A project created because my fiance is better at Wordle than I am.
This project predicts the most statistically probable solution to a Wordle puzzle, taking user input at each step.
It can be used in one of two ways:
- If a user is stuck, they can enter their guesses and recieve the best word recommendation
- A user can use the recommended words for each guess, resulting in the lowest possible average score (3.44 guesses on average, compared to the global user average of 4.02)
Load it up using the link above! If the app has not been opened by a user in some time, it may be necessary to wait a few moments for it to be redeployed by Streamlit.
You can load up the official daily wordle or play an unlimited puzzle.
The app sidebar provides an explanation of how to use the app to solve your wordle puzzle.
This implementation uses a higher variance approach to solving the puzzle because I wanted to optimize the probability of 2 and 3 step solves. For reference, this implementation has an observed 2 step solve rate of 5% and a mean solve rate of 3.44 and the theoretically optimal information theory based approach has a two step solve rate of 3.45%, and a mean solve rate of 3.42. This approach has a slightly higher expected value, but is more likely to solve the puzzle quickly.
Generally, this solution focuses on achieving the optimal number of 'greens' -- correct letter in the correct place -- as it finds probabilities for each word in each column seperately.
The algorithm initializes by loading a list of all possible wordle solutions.
A word's score is calculated as a product of probabilities -- akin to a likelihood. Each letter's probability in a column is computed as the number of remaining words that have that letter in that position, divided by the total number of remaining words. Each word's overall score is then determined as the product of these probabilities. This is the theoretical probability of the solution being that word in an independent, unbounded solution space (all combinations of letters are valid possibilities, and each column's outcome is indepedent). However, because the actual probabilities used are derived from the limited solution space only (valid words), this should correspond to the most "likely" solution in the limited space as well. The word that is recommended by the algorithm is one with the highest likelihood score.
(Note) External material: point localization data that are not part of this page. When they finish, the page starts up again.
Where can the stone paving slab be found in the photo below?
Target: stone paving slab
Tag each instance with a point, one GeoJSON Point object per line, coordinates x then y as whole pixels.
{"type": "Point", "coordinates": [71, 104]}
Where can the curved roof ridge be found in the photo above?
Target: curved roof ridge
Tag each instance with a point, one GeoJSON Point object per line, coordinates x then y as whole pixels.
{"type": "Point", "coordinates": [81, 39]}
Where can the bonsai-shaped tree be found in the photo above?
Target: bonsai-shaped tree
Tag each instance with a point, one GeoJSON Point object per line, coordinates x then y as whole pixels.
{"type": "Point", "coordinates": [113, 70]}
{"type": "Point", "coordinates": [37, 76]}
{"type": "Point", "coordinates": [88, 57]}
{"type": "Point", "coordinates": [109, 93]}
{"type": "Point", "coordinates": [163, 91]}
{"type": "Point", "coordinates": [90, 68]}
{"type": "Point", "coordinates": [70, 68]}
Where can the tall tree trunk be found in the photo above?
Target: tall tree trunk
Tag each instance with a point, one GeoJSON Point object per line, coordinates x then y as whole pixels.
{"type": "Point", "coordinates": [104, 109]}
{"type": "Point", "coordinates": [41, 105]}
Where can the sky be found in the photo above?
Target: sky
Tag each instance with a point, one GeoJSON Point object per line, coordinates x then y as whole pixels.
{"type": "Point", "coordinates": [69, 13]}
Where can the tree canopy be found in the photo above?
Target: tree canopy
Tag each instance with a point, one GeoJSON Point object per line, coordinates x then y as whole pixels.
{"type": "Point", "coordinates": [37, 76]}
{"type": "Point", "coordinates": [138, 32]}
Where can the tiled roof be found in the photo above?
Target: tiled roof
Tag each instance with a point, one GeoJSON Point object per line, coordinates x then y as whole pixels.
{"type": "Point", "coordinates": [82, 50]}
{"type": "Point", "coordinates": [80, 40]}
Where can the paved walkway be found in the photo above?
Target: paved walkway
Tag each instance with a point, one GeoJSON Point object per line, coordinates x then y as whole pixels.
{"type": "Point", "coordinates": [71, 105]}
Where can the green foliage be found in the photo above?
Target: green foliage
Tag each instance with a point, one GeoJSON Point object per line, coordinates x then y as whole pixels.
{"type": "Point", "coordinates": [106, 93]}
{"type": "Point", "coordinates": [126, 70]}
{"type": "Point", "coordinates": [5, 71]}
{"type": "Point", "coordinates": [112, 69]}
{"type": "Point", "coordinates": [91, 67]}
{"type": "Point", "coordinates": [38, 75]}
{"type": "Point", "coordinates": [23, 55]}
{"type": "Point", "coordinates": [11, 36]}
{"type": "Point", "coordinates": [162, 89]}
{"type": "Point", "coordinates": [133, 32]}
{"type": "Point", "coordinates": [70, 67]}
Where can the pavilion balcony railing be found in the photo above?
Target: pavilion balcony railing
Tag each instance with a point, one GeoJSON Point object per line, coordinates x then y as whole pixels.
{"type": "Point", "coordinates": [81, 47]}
As discussed above, it is possible to take an information theory approach that treats the columns as non independent -- focusing on guessing letters that provide information on the puzzle as a whole, rather than just that column. This is also somewhat accomplished by this algorithm, as it is reasonable to say that a letter being common in a given column means it is likely common in other columns as well, meaning it has a provides a high probability of being yellow, or else yields more information when it is found to be grey. However, this puzzle does not necessarily provide the optimal solution under this approach, though the empirical difference is extremely minor.
Letters with duplicate letters are handled in a way that respects this information based approach. Because recommending words with duplicate letters is likely under the independent column approach (i.e. 'e' is probability high probability in many columns), but does not yield as much information when guessed multiple times, letters with repeat letters are penalized and are generally only recommended when solutions with all unique letters are exhausted.